Impressions de François, un bénévole du festival, et rencontre avec le producteur lors de la projection. Le réalisateur Christophe Agou est décédé d’un cancer avant les travaux de post-production (étalonnage etc).

 

Autour de Cahos avec le réalisateur Hervé Roesch

Propos filmés lors d’un Ciné-café et de la projection du documentaire qui porte sur la culture du café dans une région montagneuse d’Haïti.

 

Hubert Charuel et Claude Le Pape, de la Femis à Petit paysan

La fiction Petit paysan a eu un certain écho médiatique avec sa projection à la semaine de la critique à Cannes et la récompense de trois Césars. Lors d’un Café-ciné, le réalisateur et la co-scénariste sont revenus sur leurs débuts, leur collaboration et la réalisation et réception de Petit paysan.

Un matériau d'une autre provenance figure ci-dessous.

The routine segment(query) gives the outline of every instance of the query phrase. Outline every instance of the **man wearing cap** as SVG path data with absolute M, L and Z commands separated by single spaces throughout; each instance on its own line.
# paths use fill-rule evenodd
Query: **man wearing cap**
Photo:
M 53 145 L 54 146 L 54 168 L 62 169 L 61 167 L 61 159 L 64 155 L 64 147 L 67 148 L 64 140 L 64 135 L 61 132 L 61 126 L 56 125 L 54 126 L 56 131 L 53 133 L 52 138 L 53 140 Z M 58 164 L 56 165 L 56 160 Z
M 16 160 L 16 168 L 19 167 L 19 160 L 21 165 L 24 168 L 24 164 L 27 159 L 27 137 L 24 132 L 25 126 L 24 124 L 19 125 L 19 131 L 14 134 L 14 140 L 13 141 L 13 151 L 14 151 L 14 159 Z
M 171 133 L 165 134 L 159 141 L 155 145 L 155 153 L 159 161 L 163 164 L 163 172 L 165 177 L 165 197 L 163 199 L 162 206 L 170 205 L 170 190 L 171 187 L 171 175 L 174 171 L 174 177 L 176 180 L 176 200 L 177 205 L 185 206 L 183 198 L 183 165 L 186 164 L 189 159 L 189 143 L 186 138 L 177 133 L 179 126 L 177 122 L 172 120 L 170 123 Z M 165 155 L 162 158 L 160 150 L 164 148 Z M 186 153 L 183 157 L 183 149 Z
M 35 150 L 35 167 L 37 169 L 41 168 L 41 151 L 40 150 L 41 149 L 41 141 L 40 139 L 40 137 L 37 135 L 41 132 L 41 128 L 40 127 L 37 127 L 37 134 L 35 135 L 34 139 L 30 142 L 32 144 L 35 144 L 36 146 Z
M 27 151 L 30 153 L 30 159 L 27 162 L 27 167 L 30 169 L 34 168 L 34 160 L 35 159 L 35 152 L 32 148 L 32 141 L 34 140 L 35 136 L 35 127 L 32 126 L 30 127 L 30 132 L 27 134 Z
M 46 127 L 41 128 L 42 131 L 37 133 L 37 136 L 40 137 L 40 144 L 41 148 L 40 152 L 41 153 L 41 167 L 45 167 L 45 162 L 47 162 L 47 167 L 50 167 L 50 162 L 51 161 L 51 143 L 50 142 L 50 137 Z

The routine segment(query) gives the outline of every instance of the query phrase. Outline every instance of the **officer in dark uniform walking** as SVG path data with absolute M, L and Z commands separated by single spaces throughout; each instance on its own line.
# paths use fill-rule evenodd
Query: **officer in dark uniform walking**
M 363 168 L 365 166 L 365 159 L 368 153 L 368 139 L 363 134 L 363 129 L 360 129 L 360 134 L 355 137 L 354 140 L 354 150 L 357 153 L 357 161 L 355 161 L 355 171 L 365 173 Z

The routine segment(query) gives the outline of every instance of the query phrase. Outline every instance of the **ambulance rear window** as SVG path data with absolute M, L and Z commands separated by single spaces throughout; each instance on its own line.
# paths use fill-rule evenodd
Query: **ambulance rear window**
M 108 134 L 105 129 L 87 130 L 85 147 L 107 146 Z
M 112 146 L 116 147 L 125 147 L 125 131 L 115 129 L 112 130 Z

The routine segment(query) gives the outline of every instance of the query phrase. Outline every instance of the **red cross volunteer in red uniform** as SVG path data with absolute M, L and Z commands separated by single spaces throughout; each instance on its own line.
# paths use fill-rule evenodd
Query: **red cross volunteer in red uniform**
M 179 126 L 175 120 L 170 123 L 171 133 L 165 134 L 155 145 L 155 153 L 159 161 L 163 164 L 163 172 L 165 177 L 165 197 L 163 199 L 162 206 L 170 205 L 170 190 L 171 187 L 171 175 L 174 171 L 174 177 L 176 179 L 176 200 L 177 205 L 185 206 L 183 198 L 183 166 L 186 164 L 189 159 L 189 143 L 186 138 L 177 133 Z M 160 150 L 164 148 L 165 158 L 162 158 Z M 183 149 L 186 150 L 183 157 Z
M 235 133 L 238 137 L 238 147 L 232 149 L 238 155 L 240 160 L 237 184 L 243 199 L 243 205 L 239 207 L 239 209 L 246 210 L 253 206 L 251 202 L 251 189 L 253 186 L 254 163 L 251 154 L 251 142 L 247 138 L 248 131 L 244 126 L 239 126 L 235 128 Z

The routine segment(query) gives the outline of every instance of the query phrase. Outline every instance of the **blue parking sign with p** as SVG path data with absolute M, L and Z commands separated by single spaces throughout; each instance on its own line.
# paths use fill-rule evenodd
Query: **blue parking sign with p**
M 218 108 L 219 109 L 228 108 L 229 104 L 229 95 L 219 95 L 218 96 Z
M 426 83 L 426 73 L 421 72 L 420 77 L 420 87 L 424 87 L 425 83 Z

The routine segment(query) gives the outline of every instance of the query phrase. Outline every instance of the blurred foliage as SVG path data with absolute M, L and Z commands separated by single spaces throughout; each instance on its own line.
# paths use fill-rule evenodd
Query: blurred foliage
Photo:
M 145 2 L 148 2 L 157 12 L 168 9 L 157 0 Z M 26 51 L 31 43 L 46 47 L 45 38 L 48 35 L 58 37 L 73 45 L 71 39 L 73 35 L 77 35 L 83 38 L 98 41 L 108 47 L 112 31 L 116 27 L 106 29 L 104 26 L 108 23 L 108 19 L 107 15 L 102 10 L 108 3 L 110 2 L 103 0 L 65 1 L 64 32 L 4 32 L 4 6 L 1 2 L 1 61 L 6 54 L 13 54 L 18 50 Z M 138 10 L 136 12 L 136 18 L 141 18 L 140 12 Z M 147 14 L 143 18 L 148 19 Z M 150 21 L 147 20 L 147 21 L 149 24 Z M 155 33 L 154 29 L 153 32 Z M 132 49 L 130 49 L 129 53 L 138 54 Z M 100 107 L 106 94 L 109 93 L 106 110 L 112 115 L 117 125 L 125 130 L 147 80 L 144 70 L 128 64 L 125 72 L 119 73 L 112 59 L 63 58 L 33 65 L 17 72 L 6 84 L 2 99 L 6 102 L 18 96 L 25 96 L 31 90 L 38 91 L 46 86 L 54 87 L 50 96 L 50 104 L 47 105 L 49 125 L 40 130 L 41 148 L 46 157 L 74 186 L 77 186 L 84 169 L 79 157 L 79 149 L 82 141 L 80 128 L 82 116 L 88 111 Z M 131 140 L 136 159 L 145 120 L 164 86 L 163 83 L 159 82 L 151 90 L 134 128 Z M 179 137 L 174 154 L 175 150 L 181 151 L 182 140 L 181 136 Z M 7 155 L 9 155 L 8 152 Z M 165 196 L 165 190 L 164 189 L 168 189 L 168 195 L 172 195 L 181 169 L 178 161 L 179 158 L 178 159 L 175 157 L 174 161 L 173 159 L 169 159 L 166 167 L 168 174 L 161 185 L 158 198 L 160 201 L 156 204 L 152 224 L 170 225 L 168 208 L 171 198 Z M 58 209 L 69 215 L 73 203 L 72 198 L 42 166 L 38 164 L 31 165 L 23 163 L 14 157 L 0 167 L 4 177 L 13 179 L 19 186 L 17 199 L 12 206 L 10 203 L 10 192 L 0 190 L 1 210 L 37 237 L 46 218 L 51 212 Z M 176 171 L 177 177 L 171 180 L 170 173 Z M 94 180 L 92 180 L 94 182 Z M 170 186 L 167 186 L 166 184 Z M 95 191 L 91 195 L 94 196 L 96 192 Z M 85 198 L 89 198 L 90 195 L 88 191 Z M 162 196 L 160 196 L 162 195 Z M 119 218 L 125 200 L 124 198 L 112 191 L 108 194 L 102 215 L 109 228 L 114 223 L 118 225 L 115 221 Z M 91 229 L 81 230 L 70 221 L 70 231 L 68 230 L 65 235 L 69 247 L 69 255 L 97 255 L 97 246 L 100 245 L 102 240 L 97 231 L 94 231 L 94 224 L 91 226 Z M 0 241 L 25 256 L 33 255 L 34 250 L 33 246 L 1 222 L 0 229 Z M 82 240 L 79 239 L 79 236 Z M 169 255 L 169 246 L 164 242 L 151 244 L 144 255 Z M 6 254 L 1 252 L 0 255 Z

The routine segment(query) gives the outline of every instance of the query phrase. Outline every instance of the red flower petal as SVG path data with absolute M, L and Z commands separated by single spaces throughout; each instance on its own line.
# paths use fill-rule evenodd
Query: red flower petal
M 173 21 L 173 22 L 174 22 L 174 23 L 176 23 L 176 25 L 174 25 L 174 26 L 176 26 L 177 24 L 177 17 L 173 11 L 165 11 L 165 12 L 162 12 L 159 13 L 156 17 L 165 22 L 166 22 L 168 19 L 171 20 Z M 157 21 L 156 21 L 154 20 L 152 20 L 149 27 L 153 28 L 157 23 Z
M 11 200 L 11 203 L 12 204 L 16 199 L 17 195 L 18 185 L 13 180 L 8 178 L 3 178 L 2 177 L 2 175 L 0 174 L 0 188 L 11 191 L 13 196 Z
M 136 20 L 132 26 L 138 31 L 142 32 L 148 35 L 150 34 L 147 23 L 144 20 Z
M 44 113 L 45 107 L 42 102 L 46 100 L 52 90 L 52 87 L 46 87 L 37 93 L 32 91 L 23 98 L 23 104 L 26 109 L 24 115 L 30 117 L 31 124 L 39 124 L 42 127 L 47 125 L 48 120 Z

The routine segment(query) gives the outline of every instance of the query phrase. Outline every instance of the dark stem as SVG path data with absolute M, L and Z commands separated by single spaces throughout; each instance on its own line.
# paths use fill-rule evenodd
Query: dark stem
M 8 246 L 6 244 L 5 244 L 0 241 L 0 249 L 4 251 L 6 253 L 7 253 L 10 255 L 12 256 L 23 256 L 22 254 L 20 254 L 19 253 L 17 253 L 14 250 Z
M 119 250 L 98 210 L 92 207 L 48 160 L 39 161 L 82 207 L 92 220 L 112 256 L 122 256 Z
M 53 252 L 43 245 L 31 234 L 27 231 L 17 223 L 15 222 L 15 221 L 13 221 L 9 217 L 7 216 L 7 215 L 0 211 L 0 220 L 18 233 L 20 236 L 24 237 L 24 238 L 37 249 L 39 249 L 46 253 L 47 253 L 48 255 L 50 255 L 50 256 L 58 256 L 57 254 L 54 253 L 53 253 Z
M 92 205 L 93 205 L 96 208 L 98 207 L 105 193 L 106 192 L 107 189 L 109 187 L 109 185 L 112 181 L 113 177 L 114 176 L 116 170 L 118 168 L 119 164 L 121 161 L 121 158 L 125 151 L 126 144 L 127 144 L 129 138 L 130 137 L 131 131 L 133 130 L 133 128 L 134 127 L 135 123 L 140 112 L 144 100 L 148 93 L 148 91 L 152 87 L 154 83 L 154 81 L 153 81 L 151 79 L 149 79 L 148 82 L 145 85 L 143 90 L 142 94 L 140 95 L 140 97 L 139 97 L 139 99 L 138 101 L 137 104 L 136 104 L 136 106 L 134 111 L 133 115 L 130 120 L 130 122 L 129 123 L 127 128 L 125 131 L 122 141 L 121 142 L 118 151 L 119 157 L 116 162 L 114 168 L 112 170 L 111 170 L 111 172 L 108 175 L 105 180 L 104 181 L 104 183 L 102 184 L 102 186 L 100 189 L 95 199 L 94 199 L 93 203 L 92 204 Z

Un film parfois « divertissant » (et pas pour le meilleur) mais il dénote aussi une vision intéressante de la paysannerie et sa confrontation à un système bien que pas abordée de manière frontale, s’appuyant notamment sur une mise en scène intéressante. Comme cela est dit dans la video, c’est un « film complémentaire » du documentaire Sans adieu. Dommage qu’il ait été quasi impossible de glaner des extraits de leurs courts-métrages afin d’en insérer dans la video, notamment au regard des dialogues tel qu’en parle la scénariste Claude Le Pape.